A judge has ordered the release of whistleblower Chelsea Manning, after she spent a year back behind bars.
Manning, a former intelligence analyst, is best known for exposing US war crimes by leaking classified documents – and came out as transgender while serving a prison sentence in 2013.
She was freed after having her sentence commuted by Barack Obama in 2016 – but jailed once again in March 2019, after being held in contempt of court for refusing to testify before a federal grand jury investigating WikiLeaks.
After the activist spent a year imprisoned and refusing to testify, on Thursday a judge signed an order to free Manning – ruling that her testimony before the grand jury is no longer necessary.

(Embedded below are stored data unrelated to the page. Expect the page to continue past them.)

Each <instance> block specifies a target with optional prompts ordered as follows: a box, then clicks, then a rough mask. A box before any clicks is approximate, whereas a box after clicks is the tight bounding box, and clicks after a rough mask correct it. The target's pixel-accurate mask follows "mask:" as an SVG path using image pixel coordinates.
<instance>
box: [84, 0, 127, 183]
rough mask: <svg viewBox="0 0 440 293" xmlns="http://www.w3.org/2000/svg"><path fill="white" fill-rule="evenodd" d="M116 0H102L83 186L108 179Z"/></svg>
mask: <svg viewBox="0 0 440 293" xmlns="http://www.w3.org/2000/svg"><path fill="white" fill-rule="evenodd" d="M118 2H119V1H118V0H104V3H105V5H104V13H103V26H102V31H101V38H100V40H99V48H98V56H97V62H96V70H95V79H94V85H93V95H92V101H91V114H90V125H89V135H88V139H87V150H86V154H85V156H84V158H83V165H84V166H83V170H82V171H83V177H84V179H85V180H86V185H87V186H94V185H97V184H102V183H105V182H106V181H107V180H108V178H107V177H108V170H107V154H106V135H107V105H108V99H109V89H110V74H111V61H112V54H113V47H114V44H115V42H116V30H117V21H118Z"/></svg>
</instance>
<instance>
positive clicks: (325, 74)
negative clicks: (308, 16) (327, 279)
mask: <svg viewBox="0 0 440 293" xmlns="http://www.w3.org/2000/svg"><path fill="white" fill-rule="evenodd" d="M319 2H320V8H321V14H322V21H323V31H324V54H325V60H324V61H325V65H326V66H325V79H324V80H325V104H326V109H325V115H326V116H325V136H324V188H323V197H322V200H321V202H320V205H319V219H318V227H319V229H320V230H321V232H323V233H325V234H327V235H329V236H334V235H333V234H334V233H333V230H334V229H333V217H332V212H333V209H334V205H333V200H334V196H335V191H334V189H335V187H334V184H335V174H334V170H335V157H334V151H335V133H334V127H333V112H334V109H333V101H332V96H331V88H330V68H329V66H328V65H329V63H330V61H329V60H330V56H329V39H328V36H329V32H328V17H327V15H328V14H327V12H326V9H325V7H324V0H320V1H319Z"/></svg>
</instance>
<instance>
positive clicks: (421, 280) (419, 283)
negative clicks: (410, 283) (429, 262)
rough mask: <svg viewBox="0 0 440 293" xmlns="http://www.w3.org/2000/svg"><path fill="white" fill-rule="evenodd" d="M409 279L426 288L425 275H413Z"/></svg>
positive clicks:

Chelsea Manning freed by judge after another year behind bars
US district judge Anthony Trenga wrote: “Ms Manning’s appearance before the Grand Jury is no longer needed, in light of which her detention no longer serves any coercive purpose… is hereby ordered that Chelsea Manning be, and she hereby is, immediately released from the custody of the Attorney General.”
Manning is expected to be freed imminently after the ruling.
However, it was not all good news for the activist – as the judge declined to waive the $1,000-dollar-per-day fines levied against her over her year refusing to testify.
Trenga held that the fines are not “punitive” and are “necessary to the coercive purpose of the Court’s civil contempt order”, meaning that Manning is now required to pay $256,000.
The ruling comes one day after Manning was rushed to hospital after trying to kill herself while in jail.
Her lawyers confirmed the incident, condemning the “profound harm she continues to suffer” due to her confinement.
The Alexandria sheriff, Dana Lawhorne, said: “There was an incident at approximately 12.11pm today at the Alexandria adult detention centre involving inmate Chelsea Manning.
“It was handled appropriately by our professional staff and Ms Manning is safe.”